On peut donc lire cet arrêt de la manière suivante : puisqu’il est établi que l’accusé est en contradiction assumée avec les tabous de sa profession, puisqu’il en tire un bénéfice éhonté, puisque sa parole porte et que de ce fait il rassemble et déculpabilise tout ceux que ses « confrères » s’efforcent d’éparpiller et de culpabiliser, puisqu’il ne saurait être question de contrevenir sans dommages et de façon aussi flagrante aux principes de la pensée autorisée, par ces motifs et en raison de sa notoriété, condamnons le prévenu à l’indignité etc. etc …

En dehors du témoignage, remarqué, de l’inusable empêcheur de tuer la République en rond qu’est Jean Pierre Chevènement et de l’indignation publique du tout nouveau Secrétaire d’Etat aux Transports Thierry Mariani (espérons qu’il le reste), le silence de la classe politique en dit long sur son courage.

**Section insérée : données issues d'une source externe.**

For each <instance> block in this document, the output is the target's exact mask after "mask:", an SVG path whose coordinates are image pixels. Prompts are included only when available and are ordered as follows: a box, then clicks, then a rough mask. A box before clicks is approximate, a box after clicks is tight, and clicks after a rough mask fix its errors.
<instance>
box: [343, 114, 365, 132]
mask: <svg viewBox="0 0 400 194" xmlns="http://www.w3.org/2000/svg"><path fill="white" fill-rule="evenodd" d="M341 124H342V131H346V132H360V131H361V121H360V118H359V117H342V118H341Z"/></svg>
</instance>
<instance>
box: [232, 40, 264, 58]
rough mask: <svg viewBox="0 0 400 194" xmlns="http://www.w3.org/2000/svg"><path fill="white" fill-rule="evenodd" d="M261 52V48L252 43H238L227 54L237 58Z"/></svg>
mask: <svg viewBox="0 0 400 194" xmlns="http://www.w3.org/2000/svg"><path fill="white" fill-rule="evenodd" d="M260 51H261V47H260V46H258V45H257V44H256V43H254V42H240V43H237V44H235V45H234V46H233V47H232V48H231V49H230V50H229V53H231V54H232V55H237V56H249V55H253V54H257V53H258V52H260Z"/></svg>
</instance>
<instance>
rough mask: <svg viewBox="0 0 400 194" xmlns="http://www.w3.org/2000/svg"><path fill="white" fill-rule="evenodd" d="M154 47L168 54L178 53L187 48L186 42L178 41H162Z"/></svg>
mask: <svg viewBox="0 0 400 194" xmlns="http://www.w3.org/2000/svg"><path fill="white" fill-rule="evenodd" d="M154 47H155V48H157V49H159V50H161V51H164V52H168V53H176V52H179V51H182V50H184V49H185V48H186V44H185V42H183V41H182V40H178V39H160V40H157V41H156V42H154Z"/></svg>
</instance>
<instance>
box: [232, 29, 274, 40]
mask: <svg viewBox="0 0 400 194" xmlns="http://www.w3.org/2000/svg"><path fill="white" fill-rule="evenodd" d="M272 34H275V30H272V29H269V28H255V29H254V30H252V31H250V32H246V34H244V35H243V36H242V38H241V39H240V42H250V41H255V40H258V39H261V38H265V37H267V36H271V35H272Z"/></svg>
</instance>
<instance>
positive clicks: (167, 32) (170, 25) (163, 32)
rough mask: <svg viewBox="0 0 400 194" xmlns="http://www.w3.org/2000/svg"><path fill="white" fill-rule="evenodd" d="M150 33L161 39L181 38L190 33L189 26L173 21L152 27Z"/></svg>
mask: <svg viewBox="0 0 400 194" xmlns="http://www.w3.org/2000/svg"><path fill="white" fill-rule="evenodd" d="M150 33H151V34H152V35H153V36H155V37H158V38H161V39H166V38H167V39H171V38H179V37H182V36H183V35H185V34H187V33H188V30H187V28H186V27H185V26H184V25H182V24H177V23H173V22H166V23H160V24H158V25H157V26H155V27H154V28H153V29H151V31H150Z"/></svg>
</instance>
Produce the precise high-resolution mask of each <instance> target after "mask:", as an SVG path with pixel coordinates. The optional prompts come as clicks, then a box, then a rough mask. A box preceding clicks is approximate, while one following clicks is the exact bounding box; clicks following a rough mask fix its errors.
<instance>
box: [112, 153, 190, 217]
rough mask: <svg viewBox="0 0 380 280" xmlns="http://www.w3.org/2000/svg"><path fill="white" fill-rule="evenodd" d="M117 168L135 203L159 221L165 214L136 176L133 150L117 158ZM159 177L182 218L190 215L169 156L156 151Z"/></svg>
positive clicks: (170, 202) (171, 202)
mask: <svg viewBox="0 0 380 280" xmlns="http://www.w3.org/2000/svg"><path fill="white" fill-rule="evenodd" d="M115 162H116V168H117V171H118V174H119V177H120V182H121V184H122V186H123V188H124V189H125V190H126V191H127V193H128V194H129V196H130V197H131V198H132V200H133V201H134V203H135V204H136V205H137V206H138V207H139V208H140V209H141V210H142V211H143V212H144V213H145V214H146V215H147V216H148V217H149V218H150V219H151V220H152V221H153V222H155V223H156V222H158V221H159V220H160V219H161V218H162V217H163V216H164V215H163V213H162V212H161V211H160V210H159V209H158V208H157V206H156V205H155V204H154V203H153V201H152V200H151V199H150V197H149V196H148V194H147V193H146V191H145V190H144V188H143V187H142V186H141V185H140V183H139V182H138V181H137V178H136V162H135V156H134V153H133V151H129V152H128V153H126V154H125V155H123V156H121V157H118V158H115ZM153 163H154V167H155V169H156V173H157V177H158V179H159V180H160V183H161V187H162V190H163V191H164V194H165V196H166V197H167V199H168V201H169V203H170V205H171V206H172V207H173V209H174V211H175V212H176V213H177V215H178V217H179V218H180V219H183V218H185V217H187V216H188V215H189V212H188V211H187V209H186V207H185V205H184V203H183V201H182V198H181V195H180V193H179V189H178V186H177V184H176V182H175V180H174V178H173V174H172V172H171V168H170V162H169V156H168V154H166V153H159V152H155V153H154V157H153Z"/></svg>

Pas besoin d’aller faire le paon à la tribune de l’ONU ou de trainer sa chevelure d’argent devant la première caméra venue en s’autoproclamant défenseur des Libertés au niveau de la planète toute entière, si c’est pour garder un  profil aussi bas en pareille circonstance.

Que la gauche mondialisée se félicite de cette iniquité, tout le monde s’y attendait. Heureusement pour elle, le Lion de Belfort rugit encore, cela prouve au moins que tous les patriotes qu’elle comptait naguère, ne sont pas encore passés au Front National. Qu’à droite, en revanche, personne ne vienne contester cette décision liberticide, à une notable exception près, voilà qui en dit long sur la réalité du terrorisme intellectuel. Il est amusant de constater combien la peur de l’excommunication médiatique conduit le politicien à la prudence. Il est ainsi des jugements que l’on respecte au nom de la séparation des pouvoirs et de l’autorité de la justice … et d’autres pas.